Since the midterms last month, Republican Congressional leaders have been locked in a furious, behind-closed-doors planning effort to gut ObamaCare once and for all.  While the GOP has finally awakened to the fact that repealing the Affordable Care Act ain’t gonna happen on Obama’s watch, Republicans are licking their chops to use an obscure fast-track budget process called reconciliation to deal it a mortal wound with only a simple majority.  It’s a longshot with many difficult parliamentary steps, but if successful, could deal a fatal blow to the marketplace subsidies, the Medicaid expansion, and/or the individual mandate.  But I’ve consistently underestimated the effects of ObamaCare Derangement Syndrome, so I’m making no bets this time around.

Barring that, plans are also being laid to craft a bipartisan bill that would strip out more minor provisions like the device tax, the Independent Payment Advisory Board (IPAB), and restoring a 40-hour workweek.  That seems to have a better shot, assuming the reconciliation effort doesn’t poison the already toxic well on the Hill.
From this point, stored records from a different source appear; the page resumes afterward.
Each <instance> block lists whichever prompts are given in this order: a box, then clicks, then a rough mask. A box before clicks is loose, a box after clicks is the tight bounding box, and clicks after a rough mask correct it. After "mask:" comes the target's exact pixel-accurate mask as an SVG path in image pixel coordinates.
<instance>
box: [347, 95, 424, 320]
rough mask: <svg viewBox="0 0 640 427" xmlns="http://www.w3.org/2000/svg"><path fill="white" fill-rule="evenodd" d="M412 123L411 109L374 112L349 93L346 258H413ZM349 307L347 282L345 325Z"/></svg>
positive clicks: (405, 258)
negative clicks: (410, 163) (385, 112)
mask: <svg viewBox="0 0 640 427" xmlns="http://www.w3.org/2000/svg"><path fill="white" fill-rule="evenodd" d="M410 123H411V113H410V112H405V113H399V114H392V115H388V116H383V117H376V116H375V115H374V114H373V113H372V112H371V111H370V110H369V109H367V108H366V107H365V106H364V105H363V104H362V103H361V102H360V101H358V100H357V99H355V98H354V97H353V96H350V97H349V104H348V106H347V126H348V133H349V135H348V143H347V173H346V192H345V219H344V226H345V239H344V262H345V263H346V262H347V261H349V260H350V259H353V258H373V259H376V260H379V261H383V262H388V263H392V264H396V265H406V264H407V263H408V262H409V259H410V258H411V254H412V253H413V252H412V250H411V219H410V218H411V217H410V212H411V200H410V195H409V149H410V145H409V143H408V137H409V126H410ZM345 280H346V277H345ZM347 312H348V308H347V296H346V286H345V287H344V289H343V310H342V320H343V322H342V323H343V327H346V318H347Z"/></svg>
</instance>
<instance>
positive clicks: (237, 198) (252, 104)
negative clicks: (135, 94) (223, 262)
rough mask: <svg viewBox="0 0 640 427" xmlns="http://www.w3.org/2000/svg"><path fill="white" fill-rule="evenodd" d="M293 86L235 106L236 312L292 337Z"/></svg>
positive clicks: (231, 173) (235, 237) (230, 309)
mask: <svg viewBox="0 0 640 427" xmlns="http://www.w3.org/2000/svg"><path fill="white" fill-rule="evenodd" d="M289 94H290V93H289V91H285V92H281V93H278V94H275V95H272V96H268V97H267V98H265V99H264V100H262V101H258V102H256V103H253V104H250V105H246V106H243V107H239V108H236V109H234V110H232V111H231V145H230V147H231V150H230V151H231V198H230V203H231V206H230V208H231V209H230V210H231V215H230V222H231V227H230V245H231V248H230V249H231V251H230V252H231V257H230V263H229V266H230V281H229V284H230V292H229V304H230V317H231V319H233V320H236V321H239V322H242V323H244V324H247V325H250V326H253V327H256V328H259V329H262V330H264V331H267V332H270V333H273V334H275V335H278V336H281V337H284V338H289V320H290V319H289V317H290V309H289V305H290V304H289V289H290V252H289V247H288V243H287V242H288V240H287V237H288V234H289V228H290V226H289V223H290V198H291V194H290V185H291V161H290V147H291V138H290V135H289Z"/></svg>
The second prong of the Republican attack is through the courts, with a goal of “repeal by Justices.”  GOP leaders are convinced that where repeal may fail legislatively because the President won’t kill his signature domestic achievement, the Supreme Court just might do the dirty work for them.

The first test, of course, is King v. Burwell, the challenge to the Federal marketplace subsidies the Court accepted in a surprise move last month.  The case hinges on payment of Federal subsidies to people who enroll in insurance marketplaces run by CMS, and not by states. It was basically a drafting error that now threatens to put ObamaCare into a death spiral if the plaintiffs win.

The Court has acted to hear the case early in its session in March, but we won’t know their ruling until June 2015.  I put it at 50/50, because four Justices don’t vote to hear a case unless they’re confident they can get a fifth for a majority ruling.  That fifth vote, of course, is Chief Justice John Roberts, and he’s a total wild card.  He has voted for both sides of the Court, and is very mindful of his legacy and the institution’s legitimacy.  He said recently that the partisanship shouldn’t penetrate the walls of SCOTUS, and that’s encouraging for ObamaCare supporters.

Most Constitutional scholars here in DC seem to think the merits of the case favor the Administration, but there’s a whole lot of liberal hand-wringing going on here. A win for the plaintiffs and the end of Federal subsidies to 4.5-7 million Americans would of course be lethal to the marketplaces, and there’s little activity underway at the state level for that contingency.  It would effectively wipe ObamaCare off the map entirely in Red States with no exchange and no Medicaid expansion.  If it fails and the ACA’s subsidies are upheld, Republicans are lining up multiple other challenges to the Affordable Care Act, all with a goal of getting them to SCOTUS.

I think a win for Republicans in King creates a huge political problem: they will tear health insurance away from millions of Americans, with no alternative or replacement in sight.  Not even Medicaid expansion.  And that would take some “splainin'” to do in 2016, when Hillary gets her second act on health reform.